Saudi Arabia nudges yields down in $3.5bn sukuk sale

Saudi Arabia nudges yields down in $3.5bn sukuk sale
Updated 23 August 2017

Saudi Arabia nudges yields down in $3.5bn sukuk sale

Saudi Arabia nudges yields down in $3.5bn sukuk sale

DUBAI: Saudi Arabia’s Finance Ministry pushed yields down slightly in its second monthly sale of domestic Islamic bonds on Tuesday, a sign of healthy appetite for the debt as Riyadh covers a budget deficit caused by low oil prices.
Riyadh auctioned SR13 billion ($3.5 billion) of local currency sukuk, with the offer 295 percent subscribed.
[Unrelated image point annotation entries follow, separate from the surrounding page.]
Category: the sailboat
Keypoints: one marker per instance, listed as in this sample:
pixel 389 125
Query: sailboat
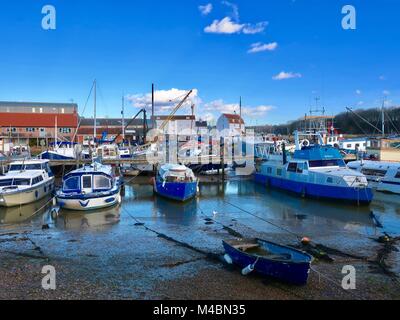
pixel 92 187
pixel 176 182
pixel 61 150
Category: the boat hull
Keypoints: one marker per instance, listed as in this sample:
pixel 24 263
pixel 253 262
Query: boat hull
pixel 89 203
pixel 318 191
pixel 296 273
pixel 176 191
pixel 51 155
pixel 27 196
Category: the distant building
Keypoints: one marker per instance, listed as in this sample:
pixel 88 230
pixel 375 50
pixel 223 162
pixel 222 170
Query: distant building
pixel 201 127
pixel 33 122
pixel 232 124
pixel 176 124
pixel 110 129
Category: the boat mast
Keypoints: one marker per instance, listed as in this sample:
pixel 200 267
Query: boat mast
pixel 95 110
pixel 123 118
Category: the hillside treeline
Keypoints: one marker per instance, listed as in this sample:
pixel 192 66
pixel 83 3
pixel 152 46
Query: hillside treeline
pixel 348 123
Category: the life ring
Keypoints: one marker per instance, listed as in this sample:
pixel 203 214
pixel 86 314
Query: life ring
pixel 305 143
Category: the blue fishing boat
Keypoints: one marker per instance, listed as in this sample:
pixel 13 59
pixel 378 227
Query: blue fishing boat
pixel 90 188
pixel 269 259
pixel 176 182
pixel 315 171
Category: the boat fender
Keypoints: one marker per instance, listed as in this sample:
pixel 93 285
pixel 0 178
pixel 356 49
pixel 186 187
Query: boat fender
pixel 249 269
pixel 54 213
pixel 228 259
pixel 305 241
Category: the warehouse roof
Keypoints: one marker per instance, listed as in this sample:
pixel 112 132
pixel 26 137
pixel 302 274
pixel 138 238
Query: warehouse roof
pixel 37 104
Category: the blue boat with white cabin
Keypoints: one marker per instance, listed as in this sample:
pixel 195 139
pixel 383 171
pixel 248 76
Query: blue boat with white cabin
pixel 90 188
pixel 269 259
pixel 176 182
pixel 315 171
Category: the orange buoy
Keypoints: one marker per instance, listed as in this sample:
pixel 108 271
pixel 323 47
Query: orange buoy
pixel 306 241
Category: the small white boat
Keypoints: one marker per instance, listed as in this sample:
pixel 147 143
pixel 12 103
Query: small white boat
pixel 382 176
pixel 90 188
pixel 26 182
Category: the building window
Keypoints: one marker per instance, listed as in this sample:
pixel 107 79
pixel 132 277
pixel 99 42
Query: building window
pixel 65 130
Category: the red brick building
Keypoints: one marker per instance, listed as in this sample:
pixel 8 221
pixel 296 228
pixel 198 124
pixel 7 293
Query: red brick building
pixel 31 122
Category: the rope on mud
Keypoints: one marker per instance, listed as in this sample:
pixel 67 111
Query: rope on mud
pixel 299 237
pixel 209 255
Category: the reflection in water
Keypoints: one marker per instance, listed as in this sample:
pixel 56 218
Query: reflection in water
pixel 16 215
pixel 175 212
pixel 70 220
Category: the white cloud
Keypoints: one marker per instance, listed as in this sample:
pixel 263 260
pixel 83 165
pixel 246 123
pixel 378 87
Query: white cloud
pixel 164 100
pixel 254 29
pixel 219 107
pixel 206 9
pixel 224 26
pixel 260 47
pixel 286 75
pixel 228 26
pixel 235 9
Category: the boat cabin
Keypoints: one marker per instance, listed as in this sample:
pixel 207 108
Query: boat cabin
pixel 87 180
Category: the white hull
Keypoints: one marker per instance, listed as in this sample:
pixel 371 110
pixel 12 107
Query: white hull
pixel 25 197
pixel 90 204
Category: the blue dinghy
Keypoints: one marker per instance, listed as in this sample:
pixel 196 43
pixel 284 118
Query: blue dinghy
pixel 176 182
pixel 269 259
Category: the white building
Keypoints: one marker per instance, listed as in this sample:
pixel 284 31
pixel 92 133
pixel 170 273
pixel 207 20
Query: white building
pixel 176 124
pixel 232 124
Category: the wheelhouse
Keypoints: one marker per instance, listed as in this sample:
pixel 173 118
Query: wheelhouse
pixel 87 182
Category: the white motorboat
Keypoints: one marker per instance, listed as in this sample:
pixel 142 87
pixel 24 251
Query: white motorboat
pixel 26 182
pixel 90 188
pixel 382 176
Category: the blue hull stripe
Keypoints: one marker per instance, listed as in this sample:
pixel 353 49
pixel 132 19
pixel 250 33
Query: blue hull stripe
pixel 316 190
pixel 176 191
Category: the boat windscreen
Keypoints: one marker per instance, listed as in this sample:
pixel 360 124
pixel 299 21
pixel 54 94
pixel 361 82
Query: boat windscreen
pixel 72 183
pixel 34 166
pixel 22 182
pixel 16 167
pixel 5 182
pixel 327 163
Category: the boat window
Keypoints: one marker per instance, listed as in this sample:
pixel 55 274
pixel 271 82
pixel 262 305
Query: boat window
pixel 71 184
pixel 292 167
pixel 6 183
pixel 22 182
pixel 102 182
pixel 87 182
pixel 327 163
pixel 16 167
pixel 36 166
pixel 374 172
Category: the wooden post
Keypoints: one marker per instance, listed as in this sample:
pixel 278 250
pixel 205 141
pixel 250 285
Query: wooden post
pixel 222 151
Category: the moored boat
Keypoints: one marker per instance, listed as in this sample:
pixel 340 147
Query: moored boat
pixel 176 182
pixel 316 171
pixel 382 176
pixel 89 188
pixel 26 182
pixel 269 259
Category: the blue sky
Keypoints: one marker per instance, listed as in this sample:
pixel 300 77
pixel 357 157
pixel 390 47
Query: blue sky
pixel 127 45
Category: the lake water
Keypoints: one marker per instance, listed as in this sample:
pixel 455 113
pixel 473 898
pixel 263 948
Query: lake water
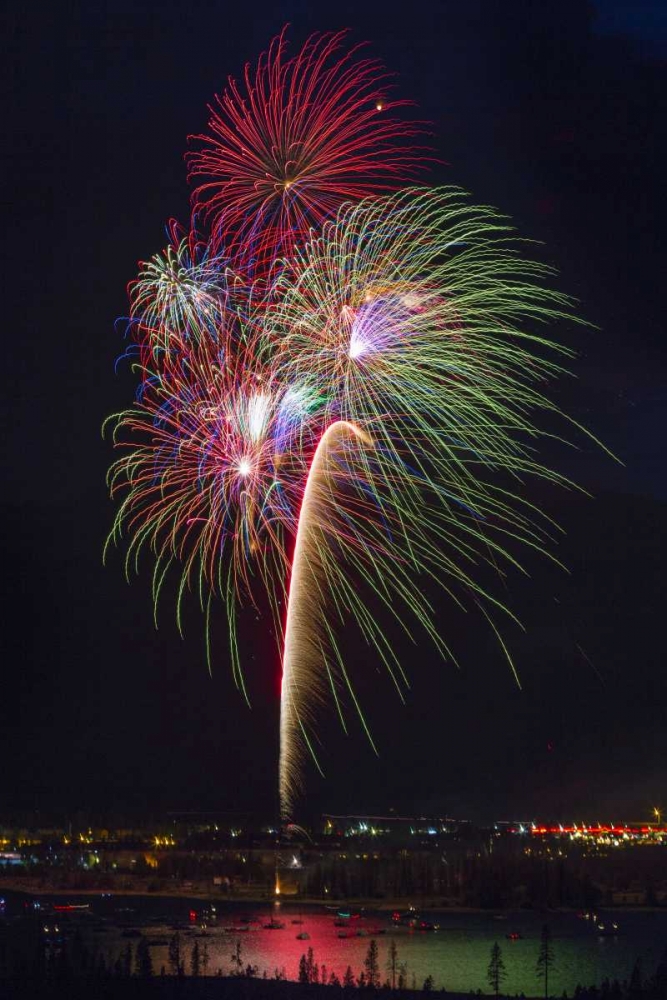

It sold SR2.1 billion of five-year, SR7.7 billion of seven-year and SR3.2 billion of 10-year sukuk, the ministry said.
The size of the issue was down slightly from the government’s first monthly offer in July, when it sold SR17 billion and attracted 51 billion of bids.
However, while the ministry did not disclose the pricing of its sales, bankers said the latest auction saw the five-year sukuk priced at a profit rate of 2.7 percent, the seven-year at 3.2 percent and the 10-year at 3.5 percent.
That was down from rates of 2.95 percent, 3.25 percent and 3.55 percent in July’s sale.
“Good demand pushed down the yields a bit,” one Saudi banker said.
Tight banking system liquidity forced Riyadh to suspend domestic sales of conventional bonds in late 2016, but a modest rebound in oil prices has now strengthened state finances, allowing the government to pay more of its bills to the private sector and leaving banks with more money to buy sukuk.
Increasing familiarity with the sukuk may have contributed to the drop in yields.
The ministry qualified 13 Saudi banks to buy its sukuk issues in the primary market but hopes other institutional and professional investors will eventually buy in the secondary market.
Also, yields on Riyadh’s internationally issued US dollar sukuk have come down by about 12 to 15 basis points since the last domestic sale, partly because of fading expectations of more US interest rate hikes this year.
Mohieddine Kronfol, chief investment officer for global sukuk and Middle East fixed income at Franklin Templeton Investments, said the way in which domestic and international Saudi yields were linked was a positive sign for Riyadh’s effort to develop a healthy debt market.
“Similar to the sukuk issued in July, we can continue to see consistency between Saudi riyal and US dollar-denominated issues, which is a giant leap forward for the country’s domestic capital markets,” he said.